Sheriff Nichols can tell you the ghost stories around town, including the haunted area across the bridge where he grew up. The city middle school was built atop the old slaughterhouse once called Little Chicago. Since the school was built, several people died on the grounds including a car crash victim, two shootout victims from a criminal deal gone bad in the parking lot one Saturday night, and a popular coach who tripped and fell down an embankment after football practice and broke his neck.

The school sits atop a hill overlooking the next county and if you squint, on a clear day you can see the edge of a pond where four cousins under the age of 14 drowned one winter when the frozen pond they were playing on collapsed. Though no one would ever know the truth, locals speculated one or two of them fell through, and the others drowned trying to rescue them. "Family always helps family, no matter what," says the Sheriff in his retelling.

Sheriff Nichols can tell you about the other county school in Flat Rock, a mile from the new city middle school. The school burned to the ground one school day in the 1950's and killed a teacher and a student. The school is haunted. Janitors get phone calls from no one on the inside phone lines in the middle of the night. Computer technicians from the county school system captured pictures of a dancing orb in a widely circulated video. Sometimes moans are heard or the long dead former principal is spotted wandering the halls. "The principal is friendly," says the Sheriff in his telling, "He's still just doing his job and looking after his kids".

Mount Airy is like the small town in Maine in a Steven King novel where unexplainable tragedies happen often enough, yet residents seem not to connect them at all.

All these tragedies and stories that show human nature at its best and worst are collected by the Sheriff who can tell them to you, if you ask, or if you don't.

Sheriff Nichols will tell all but one story.

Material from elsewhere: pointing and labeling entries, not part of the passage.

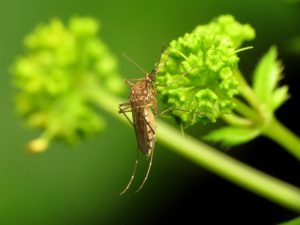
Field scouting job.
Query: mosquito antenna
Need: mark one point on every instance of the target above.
(147, 174)
(134, 63)
(133, 174)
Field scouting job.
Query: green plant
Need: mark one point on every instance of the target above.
(67, 72)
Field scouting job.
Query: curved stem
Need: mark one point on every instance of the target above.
(283, 136)
(215, 161)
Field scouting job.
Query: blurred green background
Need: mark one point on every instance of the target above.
(80, 184)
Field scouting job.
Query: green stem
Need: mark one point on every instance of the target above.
(246, 91)
(283, 136)
(215, 161)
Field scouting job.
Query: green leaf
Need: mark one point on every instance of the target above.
(230, 135)
(266, 76)
(292, 222)
(280, 95)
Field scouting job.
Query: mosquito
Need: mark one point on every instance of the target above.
(143, 106)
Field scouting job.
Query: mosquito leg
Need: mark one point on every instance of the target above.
(133, 174)
(123, 108)
(147, 174)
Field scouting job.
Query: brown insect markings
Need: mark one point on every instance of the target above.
(143, 106)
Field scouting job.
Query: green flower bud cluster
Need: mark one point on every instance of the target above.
(62, 67)
(197, 80)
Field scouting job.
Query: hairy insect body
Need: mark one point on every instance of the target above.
(143, 101)
(143, 106)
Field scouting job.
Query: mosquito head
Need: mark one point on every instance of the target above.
(151, 76)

It is his story, and he keeps it close.


Author's Notes: There is a lot of true history in this part of the story, but I'll tell you about two I have personal knowledge about. The first kind of shows how an author uses personal experience to liven up a story: My mom grew up on Hamburg Street, and when I was a child, my siblings and I world run like we were on fire when it was dark from my grandparents home to the next house over where my great-grandparents lived in. I think most of the fear was based on the tall hedges between the homes, and the fear that someone was hiding behind them. Our fears were not dampened even when my Mama Snow would say she had caught the boogey man and thrown him in the river .

The second true history note: I worked at Flat Rock Elementary, and often when I was there by myself, the inside phones would ring, though I was the only one in the building. I always answered, but no one was on the line. There were other incidents, but I never felt afraid. It almost felt like a former principal was watching over the place.